Two Australian stories recently caught my eye; and, although at first blush the only link is Australia, there is in fact a deeper connection. The first is from the BBC news Website:
Writer jailed for Thai ‘insult’
Australian writer Harry Nicolaides has been sentenced to three years in a Thai jail for insulting the monarchy. Nicolaides wrote a novel four years ago, which contained a brief passage referring to an unnamed crown prince. It sold just seven copies.
He admitted the charge of insulting the royal family, but said he was unaware he was committing an offence. Thailand’s monarchy is sheltered from public debate by some of the world’s most stringent “lèse-majesté” laws.
Later that same week, as if to underscore the stringency of these laws, Giles Ji Ungpakorn, a leading Thai left-wing academic, was charged with insulting the King in a 2007 book criticising the previous year’s military coup. [Update: there is a full assessment here, and a petition against it here, both from Index on Censorship]. There may perhaps have been some historical justification for lèse majesté law: when the King was the state, an attack on the King was an attack on the state. As the power of the king receded, so did the remit of lèse majesté laws, and attacks on the state came to be regulated by the doctrine of sedition. In Ireland, the common law crime of seditious libel is due to be abolished by Part 5 of the still-delayed Defamation Bill, 2006, and a very specific statutory provision has been repealed, but the general statutory regulation of the area by the Offences Against the State Acts, 1939 (also here) to 1998 (also here) is untouched (despite the careful, if over-cautious, recommendations of the Report of the Committee to Review the Offences against the State Acts 1930 [sic] – 1998).
This leads to the second Australian story, because, just at the end of last month, the Australian Attorney General announced that it would implement the Australian Law Reform Commission’s 2006 report Fighting Words: A Review of Sedition Laws in Australia to repeal Australia‘s recently extended sedition laws (on these laws, see, eg, Douglas “Saving Australia from Sedition” [2002] FedLRev 5; on their reform, see: CLArion | No Right Turn | The Lift).

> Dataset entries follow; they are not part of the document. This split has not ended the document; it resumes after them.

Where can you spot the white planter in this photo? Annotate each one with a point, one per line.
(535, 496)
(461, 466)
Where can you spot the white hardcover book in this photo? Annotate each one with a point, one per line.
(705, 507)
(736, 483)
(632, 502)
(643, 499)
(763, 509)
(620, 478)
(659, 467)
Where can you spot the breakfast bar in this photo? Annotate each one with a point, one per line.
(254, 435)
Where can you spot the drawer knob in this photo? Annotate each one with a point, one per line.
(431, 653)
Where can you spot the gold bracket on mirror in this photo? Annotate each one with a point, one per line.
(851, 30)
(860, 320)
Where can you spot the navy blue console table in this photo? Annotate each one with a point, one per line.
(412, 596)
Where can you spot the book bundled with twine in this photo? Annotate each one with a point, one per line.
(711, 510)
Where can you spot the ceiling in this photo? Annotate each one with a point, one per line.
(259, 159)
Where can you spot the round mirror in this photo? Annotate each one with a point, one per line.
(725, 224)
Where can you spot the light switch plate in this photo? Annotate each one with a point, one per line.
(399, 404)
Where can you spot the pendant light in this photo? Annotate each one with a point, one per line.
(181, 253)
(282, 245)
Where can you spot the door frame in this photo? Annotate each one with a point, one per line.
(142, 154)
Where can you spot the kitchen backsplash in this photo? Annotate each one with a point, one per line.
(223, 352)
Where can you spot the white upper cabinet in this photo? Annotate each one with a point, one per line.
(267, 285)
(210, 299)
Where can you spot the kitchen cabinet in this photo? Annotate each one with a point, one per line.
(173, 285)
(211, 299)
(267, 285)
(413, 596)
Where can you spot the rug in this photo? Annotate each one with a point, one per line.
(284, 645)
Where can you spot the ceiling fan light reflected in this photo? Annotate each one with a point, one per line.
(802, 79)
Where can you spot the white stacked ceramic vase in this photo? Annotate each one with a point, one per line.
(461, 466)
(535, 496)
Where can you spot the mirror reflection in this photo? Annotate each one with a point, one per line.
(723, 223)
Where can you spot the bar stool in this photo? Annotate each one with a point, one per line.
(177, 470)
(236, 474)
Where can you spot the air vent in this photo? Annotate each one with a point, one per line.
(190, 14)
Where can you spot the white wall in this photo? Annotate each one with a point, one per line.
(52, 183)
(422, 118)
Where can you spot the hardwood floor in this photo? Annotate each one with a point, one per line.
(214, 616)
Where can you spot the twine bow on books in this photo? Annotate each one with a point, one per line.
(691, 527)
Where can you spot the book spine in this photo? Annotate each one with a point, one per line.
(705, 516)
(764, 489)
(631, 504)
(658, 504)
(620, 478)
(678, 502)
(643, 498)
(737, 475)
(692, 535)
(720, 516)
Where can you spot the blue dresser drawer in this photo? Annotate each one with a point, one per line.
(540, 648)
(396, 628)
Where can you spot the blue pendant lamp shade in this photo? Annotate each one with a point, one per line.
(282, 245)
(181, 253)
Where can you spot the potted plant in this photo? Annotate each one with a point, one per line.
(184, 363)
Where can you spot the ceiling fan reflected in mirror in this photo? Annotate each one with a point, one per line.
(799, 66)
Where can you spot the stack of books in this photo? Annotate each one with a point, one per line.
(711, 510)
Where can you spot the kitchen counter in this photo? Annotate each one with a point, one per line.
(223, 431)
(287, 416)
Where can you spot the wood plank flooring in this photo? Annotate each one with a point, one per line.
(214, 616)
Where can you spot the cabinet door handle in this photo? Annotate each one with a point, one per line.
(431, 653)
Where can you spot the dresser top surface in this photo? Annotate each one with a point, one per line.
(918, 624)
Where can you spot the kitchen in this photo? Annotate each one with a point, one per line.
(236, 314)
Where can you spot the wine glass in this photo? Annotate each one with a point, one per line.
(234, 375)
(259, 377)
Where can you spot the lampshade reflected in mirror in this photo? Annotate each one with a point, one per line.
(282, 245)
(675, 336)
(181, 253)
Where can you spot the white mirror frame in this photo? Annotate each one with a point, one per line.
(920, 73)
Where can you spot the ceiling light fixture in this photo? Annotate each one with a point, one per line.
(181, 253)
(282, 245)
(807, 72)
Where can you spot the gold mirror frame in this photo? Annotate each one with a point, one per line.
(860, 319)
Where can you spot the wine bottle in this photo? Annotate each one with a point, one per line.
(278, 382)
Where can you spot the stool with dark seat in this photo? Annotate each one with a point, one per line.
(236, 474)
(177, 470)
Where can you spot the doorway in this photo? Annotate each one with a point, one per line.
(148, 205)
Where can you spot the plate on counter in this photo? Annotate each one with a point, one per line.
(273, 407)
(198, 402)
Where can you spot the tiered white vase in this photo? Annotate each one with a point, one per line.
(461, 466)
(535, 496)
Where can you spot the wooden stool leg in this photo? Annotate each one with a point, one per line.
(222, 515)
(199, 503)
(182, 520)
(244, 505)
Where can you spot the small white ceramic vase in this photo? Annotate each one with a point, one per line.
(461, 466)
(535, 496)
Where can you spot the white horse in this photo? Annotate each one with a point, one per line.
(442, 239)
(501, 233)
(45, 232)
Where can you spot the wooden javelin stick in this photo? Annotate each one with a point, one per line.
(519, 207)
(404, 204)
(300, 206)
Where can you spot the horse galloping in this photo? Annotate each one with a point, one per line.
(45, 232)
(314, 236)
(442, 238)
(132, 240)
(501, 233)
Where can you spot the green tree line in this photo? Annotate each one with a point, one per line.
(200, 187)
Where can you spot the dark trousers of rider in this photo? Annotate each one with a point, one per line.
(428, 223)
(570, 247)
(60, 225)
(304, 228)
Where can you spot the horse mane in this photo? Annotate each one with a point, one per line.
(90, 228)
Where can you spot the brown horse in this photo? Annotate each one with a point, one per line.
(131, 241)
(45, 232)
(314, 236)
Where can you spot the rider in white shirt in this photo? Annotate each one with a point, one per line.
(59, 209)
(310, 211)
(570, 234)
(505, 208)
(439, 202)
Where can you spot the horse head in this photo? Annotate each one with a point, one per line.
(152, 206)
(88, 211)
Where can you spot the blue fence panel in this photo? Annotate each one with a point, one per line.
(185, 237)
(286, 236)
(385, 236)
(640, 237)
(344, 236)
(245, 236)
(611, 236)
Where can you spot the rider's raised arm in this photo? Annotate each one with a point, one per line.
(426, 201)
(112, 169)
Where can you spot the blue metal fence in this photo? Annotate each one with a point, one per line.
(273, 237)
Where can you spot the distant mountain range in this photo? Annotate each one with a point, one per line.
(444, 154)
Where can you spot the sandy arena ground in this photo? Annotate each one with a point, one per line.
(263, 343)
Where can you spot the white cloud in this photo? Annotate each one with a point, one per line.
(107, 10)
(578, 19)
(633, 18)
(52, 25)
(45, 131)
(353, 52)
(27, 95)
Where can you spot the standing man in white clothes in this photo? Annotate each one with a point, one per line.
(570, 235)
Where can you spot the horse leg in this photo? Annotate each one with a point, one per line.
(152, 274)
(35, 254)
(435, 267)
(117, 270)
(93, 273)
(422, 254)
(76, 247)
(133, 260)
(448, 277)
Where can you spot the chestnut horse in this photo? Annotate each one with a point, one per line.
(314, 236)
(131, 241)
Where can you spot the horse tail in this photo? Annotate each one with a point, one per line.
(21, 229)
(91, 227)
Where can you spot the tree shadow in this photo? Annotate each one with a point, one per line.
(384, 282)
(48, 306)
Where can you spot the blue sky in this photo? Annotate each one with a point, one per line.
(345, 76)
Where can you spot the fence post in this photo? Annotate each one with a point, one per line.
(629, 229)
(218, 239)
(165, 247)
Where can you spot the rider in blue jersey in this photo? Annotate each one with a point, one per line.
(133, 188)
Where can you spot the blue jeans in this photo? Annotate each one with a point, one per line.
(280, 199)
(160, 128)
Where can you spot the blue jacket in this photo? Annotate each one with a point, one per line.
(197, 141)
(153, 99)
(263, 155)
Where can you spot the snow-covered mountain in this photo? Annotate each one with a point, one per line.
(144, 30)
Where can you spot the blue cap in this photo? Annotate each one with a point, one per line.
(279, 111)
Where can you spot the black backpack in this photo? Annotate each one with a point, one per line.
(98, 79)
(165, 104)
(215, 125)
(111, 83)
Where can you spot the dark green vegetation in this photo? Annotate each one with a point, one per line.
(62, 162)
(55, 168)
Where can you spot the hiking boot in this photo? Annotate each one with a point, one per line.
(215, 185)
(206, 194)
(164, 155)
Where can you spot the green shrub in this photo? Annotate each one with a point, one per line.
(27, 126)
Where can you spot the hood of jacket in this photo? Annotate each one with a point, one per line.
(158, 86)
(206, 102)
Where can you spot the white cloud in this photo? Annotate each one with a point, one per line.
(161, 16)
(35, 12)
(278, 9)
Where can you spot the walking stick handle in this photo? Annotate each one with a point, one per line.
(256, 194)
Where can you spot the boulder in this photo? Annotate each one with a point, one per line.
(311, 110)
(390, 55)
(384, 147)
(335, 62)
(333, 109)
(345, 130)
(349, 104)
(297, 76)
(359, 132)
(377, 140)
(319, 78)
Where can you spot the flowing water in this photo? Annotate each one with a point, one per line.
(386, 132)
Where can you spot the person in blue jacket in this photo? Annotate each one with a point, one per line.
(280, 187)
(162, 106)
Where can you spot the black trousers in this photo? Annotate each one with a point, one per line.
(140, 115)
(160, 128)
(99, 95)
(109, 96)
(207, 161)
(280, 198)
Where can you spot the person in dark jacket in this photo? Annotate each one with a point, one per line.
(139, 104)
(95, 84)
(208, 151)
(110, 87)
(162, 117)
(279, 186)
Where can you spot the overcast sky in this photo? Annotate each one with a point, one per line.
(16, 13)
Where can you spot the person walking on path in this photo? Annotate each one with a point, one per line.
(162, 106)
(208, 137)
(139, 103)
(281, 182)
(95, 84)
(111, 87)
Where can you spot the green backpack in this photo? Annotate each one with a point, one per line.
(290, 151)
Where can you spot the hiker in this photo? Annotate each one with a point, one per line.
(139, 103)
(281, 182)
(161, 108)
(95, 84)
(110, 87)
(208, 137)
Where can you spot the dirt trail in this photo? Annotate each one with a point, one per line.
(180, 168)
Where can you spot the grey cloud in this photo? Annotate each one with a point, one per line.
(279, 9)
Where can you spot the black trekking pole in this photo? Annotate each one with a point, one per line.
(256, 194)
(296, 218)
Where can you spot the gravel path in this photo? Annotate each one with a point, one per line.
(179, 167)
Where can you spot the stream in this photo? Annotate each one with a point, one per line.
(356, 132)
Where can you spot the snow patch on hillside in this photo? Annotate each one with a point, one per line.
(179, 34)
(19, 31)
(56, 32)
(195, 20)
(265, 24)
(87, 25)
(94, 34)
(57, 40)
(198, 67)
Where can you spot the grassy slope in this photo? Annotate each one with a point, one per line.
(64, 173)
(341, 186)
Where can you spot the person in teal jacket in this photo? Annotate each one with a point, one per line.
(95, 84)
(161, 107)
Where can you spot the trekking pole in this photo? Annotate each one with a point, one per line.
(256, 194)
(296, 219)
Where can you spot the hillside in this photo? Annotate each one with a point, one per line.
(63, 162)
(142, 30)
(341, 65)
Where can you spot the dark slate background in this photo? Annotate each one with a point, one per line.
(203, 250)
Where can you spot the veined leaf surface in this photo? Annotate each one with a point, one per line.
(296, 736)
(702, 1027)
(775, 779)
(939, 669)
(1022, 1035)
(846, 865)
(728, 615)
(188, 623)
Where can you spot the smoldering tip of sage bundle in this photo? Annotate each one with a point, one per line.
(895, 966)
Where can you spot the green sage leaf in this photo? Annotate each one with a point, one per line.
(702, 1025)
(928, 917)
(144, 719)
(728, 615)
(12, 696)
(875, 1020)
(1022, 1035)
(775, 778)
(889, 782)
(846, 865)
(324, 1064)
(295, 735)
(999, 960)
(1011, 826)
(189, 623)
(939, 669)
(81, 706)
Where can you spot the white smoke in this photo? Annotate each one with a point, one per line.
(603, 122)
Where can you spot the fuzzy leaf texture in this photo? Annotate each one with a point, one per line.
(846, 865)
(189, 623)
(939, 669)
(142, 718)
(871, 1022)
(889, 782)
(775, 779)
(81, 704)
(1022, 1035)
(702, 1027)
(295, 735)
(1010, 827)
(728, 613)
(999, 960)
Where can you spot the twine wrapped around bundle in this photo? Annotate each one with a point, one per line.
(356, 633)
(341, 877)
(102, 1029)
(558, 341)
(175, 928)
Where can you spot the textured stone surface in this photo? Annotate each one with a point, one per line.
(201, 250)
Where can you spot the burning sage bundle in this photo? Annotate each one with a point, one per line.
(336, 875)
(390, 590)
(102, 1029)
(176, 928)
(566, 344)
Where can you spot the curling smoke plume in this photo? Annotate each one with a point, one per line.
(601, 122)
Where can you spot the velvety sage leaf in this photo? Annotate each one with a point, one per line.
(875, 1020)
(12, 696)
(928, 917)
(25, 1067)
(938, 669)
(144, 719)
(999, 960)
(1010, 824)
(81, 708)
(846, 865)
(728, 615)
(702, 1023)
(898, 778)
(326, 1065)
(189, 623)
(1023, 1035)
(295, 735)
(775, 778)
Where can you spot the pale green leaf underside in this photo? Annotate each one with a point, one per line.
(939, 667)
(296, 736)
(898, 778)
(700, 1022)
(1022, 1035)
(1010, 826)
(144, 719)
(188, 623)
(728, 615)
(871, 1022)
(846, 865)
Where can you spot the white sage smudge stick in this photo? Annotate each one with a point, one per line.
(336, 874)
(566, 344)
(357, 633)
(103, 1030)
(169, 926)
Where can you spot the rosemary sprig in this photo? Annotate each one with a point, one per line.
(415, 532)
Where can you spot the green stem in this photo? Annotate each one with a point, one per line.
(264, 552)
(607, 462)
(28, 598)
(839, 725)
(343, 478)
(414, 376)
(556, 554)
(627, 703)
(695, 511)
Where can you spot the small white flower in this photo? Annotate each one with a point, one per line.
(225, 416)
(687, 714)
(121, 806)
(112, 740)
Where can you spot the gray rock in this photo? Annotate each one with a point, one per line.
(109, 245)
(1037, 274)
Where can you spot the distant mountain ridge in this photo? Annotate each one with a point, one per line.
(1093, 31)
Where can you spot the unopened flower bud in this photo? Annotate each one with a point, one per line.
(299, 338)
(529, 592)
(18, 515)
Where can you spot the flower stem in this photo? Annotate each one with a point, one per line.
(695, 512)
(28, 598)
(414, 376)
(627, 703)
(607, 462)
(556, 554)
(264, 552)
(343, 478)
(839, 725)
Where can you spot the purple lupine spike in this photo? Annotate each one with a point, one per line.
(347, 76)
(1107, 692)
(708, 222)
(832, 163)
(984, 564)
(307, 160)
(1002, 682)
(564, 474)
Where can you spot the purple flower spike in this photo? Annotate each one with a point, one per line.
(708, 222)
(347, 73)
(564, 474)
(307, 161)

It’s a pity that the similar Irish recommendations relating to the Offences Against the State legislation haven’t received a similar welcome.
In a modern democracy, a State should not be so precious as to need sedition or lèse-majesté laws; properly drafted incitement to violence legislation should be more than sufficient.
Oh, and given the Australian theme of this post, happy Australia Day!